Understanding when blood is flowing through a valve normally will help identify the pathology. In general, murmurs from a stenosis will occur during the same cycle that blood is normally flowing through the valve, but the blood is struggling to make its way through. Murmurs from regurgitation happen from blood going backwards through a valve and, therefore, the sound from the murmur occurs during the phase of the cardiac cycle when blood normally does not move through the valve.

Once you are able to identify when in the cardiac cycle the murmur is occurring, it’s a simple matter to identify which area you are auscultating to identify the valve in question. There’s a bit of nuance when it comes to the mitral valve. If it’s holosystolic, then mitral regurgitation is most likely. If there’s a midsystolic click followed by a murmur, the patient has mitral valve prolapse.

Finally, discerning between ventricular septal defect and tricuspid regurgitation can be challenging. Regurgitation will be described as “high pitched” while ventricular septal defect will be described as harsh sounding. Patent ductus arteriosus is easy to remember because it’s the only murmur that’s continuous through both phases of the cardiac cycle

As stated before this is only one of many possible methods for remembering the murmurs and you can be sure that at least one or two questions will be on your test.

EKGs

Reading EKGs is a famously difficult task. It would take an entire textbook to thoroughly cover the topic. The most important piece of advice in regard to interpreting EKGs on an exam is to always use a consistent and systematic approach every single time you see an EKG and to not deviate from your method.

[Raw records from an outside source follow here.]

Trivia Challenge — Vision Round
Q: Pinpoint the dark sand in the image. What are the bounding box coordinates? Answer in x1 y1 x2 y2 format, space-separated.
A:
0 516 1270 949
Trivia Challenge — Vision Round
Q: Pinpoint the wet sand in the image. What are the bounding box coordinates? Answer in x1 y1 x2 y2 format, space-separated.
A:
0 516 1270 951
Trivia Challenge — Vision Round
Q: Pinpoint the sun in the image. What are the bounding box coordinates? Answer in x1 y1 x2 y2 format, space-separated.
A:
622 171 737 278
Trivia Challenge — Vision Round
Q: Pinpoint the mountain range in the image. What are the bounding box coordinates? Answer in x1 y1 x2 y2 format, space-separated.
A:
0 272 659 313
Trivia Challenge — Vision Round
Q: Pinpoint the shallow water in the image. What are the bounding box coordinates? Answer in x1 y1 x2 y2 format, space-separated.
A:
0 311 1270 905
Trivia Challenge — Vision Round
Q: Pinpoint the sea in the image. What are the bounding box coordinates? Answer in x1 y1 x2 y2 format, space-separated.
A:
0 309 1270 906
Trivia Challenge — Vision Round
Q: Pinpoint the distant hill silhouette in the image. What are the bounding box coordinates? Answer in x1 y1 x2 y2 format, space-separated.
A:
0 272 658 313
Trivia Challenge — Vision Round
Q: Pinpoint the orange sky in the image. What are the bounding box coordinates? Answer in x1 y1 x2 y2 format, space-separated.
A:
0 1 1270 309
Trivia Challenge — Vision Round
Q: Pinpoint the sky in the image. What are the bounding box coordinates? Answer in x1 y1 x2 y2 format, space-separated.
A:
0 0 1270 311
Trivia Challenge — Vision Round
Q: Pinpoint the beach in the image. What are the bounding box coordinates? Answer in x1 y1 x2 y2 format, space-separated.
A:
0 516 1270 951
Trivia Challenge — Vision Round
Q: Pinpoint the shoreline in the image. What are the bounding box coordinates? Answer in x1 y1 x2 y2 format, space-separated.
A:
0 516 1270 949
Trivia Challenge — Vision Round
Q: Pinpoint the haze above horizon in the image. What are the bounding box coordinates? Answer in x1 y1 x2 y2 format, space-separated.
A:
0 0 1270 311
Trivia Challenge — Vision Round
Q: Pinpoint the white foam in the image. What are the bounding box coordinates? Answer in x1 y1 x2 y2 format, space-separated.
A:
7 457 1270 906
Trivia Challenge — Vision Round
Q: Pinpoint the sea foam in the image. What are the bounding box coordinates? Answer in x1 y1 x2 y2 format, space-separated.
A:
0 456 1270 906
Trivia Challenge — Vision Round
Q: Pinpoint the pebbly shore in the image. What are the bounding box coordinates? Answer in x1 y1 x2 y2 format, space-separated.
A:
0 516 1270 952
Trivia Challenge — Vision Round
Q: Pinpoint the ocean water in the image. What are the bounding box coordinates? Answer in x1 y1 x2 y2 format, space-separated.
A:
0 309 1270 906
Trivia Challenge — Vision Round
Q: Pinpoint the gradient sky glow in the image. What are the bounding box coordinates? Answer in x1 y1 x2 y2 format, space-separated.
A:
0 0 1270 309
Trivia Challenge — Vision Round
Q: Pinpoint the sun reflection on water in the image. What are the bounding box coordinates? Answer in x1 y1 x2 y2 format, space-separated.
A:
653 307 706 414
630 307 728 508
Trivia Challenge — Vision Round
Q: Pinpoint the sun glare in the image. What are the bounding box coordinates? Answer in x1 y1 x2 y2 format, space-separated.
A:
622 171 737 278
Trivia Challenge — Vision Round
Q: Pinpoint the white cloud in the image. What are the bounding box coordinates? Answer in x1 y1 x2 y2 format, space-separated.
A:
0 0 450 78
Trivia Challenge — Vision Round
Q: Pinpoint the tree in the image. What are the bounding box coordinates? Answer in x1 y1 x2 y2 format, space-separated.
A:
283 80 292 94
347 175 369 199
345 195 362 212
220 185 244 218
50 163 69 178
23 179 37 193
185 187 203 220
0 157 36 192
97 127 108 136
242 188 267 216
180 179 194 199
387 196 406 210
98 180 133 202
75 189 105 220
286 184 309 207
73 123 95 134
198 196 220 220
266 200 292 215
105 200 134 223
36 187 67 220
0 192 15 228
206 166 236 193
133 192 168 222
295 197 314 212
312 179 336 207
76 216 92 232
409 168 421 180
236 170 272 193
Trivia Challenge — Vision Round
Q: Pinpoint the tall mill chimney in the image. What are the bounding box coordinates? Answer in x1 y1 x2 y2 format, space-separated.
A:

A common method to use when approaching an EKG is as follows:

Rate – Identify the beats per minute
Rhythm – Identify the rhythm as either Regular, regularly-irregular, or irregularly-irregular
Intervals – PR, QT, QRS
Axis – This is done using the “Thumb Rule” where you imagine your LEFT thumb is LEad I and your RIGHT thumb is AVF. If the QRS is down in each respective lead, then the corresponding thumb points down. For example, if the QRS is up in both, both of your thumbs are up and that is great because that is a normal axis. If the QRS in Lead I is down and the QRS is up in AVF, only your RIGHT thumb is up and that is a right axis.
Morphology – Are there any abnormalities to the “shape” of the wave?

Common Arrhythmias

Some common arrhythmias that you should be able to (almost) see on sight are Afib, Aflutter, Vfib, Vtach, and Torsades. Knowing these does not mean you can skip your systematic approach, however!

Atrial fibrillation

Famously has a rhythm described as “Irregularly-irregular.” Atrial fibrillation is hallmarked by a lack of P-waves and ventricular depolarization (QRS’s) occurring at seemingly random intervals. Don’t confuse this with ventricular fibrillation, a wavy jumble of nothing. If it’s VFib, shock it!

Atrial flutter

See a sawtooth pattern? A-flutter. AV block comes in 4 flavors. First degree is nothing more than a long PR interval. Second degree is either a PR that goes longer, longer, longer dropped QRS (type I) or random dropping of QRS (type II). Type I is no big deal, type II necessitates a pacemaker. Third degree, or complete heart block involves a complete dissociation between atrial and ventricular depolarization. The atria pound away at a set rate, as do the ventricles, they are just not talking to each other and coordinating their efforts.

Other arrhythmias that are important to be familiar with are Wolff-Parkinson-White, and atrioventricular block (Type 1, 2A, 2B, and 3).

Baroreceptors

Regulatory receptors in the carotid body that help regular blood pressure. Their goal is to maintain homeostasis via the glossopharyngeal nerve. Slower firing leads to an INCREASE in blood pressure and faster firing DECREASES blood pressure.

If you check the carotid pulse of a patient on both sides, you will artificially increase pressure, decreasing the rate of fire and therefore decrease the blood pressure (and possibly cause syncope).